Por que escrevo poesia se sou realmente um narcisista?

February 07, 2020 05:45 | Sam Vaknin
click fraud protection

Eles dizem, com um sorriso de saber: "Se ele é realmente um narcisista - como é que ele escreve uma poesia tão bonita? ".

"As palavras são sons de emoções" - acrescentam - "e ele afirma não ter nenhuma". Eles são presunçosos e confortáveis ​​em seu mundo bem classificado, meus céticos.

Mas uso palavras como outros usam sinais algébricos: com meticulosidade, cautela e precisão do artesão. Eu esculpo em palavras. Eu paro. Inclino minha cabeça. Eu escuto os ecos. As tabelas de ressonância emocional. As refinadas reverberações de dor, amor e medo. Ondas de ar e ricochetes fotônicos respondidos por produtos químicos secretados em meus ouvintes e leitores.

Eu sei beleza. Eu sempre soube disso no sentido bíblico, era minha amante apaixonada. Nós fizemos amor. Nós procriamos as crianças frias dos meus textos. Eu medi sua estética com admiração. Mas essa é a matemática da gramática. Era apenas a geometria ondulante da sintaxe.

Desprovido de todas as emoções, assisto suas reações com a diversão saciada de um nobre romano.

instagram viewer

Eu escrevi:

"Meu mundo está pintado em sombras de medo e tristeza. Talvez eles estejam relacionados - eu temo a tristeza. Para evitar a melancolia exagerada e sépia que espreita nos cantos escuros do meu ser - nego minhas próprias emoções. Eu faço isso completamente, com a obstinação de um sobrevivente. Eu persevero através da desumanização. Eu automatizo meus processos. Gradualmente, partes da minha carne se transformam em metal e eu fico lá, exposto a ventos cortantes, tão grandioso quanto meu distúrbio.

Escrevo poesia não porque preciso. Escrevo poesia para ganhar atenção, garantir adulação, apegar-me ao reflexo nos olhos dos outros que passa pelo meu ego. Minhas palavras são fogos de artifício, fórmulas de ressonância, a tabela periódica de cura e abuso.

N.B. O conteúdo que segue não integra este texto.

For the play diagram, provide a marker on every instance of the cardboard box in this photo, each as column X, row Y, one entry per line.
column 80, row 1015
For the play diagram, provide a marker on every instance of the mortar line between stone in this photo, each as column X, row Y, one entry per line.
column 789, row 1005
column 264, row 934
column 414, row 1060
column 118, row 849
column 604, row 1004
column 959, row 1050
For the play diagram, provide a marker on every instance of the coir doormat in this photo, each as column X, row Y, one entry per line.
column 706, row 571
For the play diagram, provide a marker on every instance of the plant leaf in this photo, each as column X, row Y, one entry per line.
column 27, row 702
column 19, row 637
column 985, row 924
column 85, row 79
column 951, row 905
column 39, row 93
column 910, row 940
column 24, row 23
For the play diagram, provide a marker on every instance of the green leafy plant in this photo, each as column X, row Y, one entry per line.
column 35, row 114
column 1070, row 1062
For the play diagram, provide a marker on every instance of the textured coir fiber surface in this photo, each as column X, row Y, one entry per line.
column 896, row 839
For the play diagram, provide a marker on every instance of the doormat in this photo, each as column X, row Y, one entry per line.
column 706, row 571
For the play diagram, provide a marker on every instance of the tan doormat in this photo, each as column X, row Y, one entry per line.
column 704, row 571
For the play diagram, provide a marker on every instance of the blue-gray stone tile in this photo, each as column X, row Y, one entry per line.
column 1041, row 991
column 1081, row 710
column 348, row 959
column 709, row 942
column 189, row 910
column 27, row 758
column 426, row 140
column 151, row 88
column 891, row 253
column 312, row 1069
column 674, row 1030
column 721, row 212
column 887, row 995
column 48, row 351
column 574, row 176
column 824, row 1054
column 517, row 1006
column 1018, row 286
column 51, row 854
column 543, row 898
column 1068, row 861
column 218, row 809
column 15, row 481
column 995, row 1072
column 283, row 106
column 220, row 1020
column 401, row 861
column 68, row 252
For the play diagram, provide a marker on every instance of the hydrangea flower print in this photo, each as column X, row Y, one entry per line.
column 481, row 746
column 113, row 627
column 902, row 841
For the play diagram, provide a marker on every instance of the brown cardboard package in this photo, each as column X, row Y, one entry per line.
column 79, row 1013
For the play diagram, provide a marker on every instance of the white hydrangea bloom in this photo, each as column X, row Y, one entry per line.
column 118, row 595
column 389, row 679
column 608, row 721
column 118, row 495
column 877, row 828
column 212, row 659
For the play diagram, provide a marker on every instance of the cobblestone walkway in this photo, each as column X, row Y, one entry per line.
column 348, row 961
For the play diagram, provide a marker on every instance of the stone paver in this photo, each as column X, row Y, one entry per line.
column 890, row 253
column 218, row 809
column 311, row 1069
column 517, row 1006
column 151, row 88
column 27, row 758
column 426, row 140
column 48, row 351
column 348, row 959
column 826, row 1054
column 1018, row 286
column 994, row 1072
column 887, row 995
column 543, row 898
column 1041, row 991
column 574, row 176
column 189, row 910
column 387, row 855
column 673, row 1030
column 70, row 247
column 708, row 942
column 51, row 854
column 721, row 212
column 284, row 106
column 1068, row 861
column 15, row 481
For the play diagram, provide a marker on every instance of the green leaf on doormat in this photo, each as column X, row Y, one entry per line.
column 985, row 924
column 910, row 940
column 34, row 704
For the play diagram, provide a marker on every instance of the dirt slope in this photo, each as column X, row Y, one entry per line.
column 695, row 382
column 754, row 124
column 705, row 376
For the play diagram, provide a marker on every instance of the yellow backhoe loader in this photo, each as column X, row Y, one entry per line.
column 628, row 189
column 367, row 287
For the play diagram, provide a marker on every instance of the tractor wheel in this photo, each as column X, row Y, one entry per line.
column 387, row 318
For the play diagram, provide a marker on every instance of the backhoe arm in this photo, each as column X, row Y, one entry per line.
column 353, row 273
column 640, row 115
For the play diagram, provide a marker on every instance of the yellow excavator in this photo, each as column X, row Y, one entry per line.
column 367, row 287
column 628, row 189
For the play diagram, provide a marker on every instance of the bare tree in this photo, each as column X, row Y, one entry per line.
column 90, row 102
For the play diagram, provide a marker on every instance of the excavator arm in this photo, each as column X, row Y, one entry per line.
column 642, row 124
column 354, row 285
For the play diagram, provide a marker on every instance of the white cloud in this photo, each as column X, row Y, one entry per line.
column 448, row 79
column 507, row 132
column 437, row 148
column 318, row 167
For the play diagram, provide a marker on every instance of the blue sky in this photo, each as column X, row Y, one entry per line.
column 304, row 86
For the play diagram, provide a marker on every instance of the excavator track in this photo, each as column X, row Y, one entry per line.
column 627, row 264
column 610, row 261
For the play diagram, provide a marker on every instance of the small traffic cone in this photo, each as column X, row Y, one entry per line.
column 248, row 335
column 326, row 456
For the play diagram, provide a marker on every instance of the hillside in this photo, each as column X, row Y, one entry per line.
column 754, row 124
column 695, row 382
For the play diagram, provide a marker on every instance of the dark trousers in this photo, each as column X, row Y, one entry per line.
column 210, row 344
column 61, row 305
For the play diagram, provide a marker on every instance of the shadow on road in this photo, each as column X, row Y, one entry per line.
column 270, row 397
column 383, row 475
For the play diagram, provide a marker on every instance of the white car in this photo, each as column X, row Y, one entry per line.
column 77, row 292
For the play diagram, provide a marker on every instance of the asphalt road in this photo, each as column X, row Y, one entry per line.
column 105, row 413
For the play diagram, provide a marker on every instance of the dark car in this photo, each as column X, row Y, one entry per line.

Estes são poemas sombrios. Uma paisagem desperdiçada de dor ossificada, de restos de emoções marcadas. Não há horror em abuso. O terror está na resistência, no desapego onírico da própria existência que se segue. As pessoas ao meu redor sentem meu surrealismo. Eles se afastam, alienados, desconcertados com a placenta límpida da minha realidade virtual.

Agora sou deixado sozinho e escrevo poemas umbilicais como outros conversariam.

Antes e depois da prisão, escrevi livros e ensaios de referência. Meu primeiro livro de ficção curta foi aclamado pela crítica e teve sucesso comercial.

Eu tentei poesia antes, em hebraico, mas falhei. Isso é estranho. Dizem que a poesia é filha da emoção. Não no meu caso.

Eu nunca me senti exceto na prisão - e ainda assim, escrevi em prosa. A poesia que eu escrevi como se faz matemática. Foi a música silábica que me atraiu, o poder de compor com palavras. Eu não estava procurando expressar nenhuma verdade profunda ou transmitir algo sobre mim. Eu queria recriar a mágica da métrica quebrada. Ainda recito em voz alta um poema até que pareça certo. Escrevo na vertical - o legado da prisão. Eu levanto e digito em um laptop em cima de uma caixa de papelão. É ascético e, para mim, também é poesia. Uma pureza. Uma abstração. Uma série de símbolos abertos à exegese. É a mais sublime busca intelectual em um mundo que se estreitou e se tornou apenas meu intelecto ".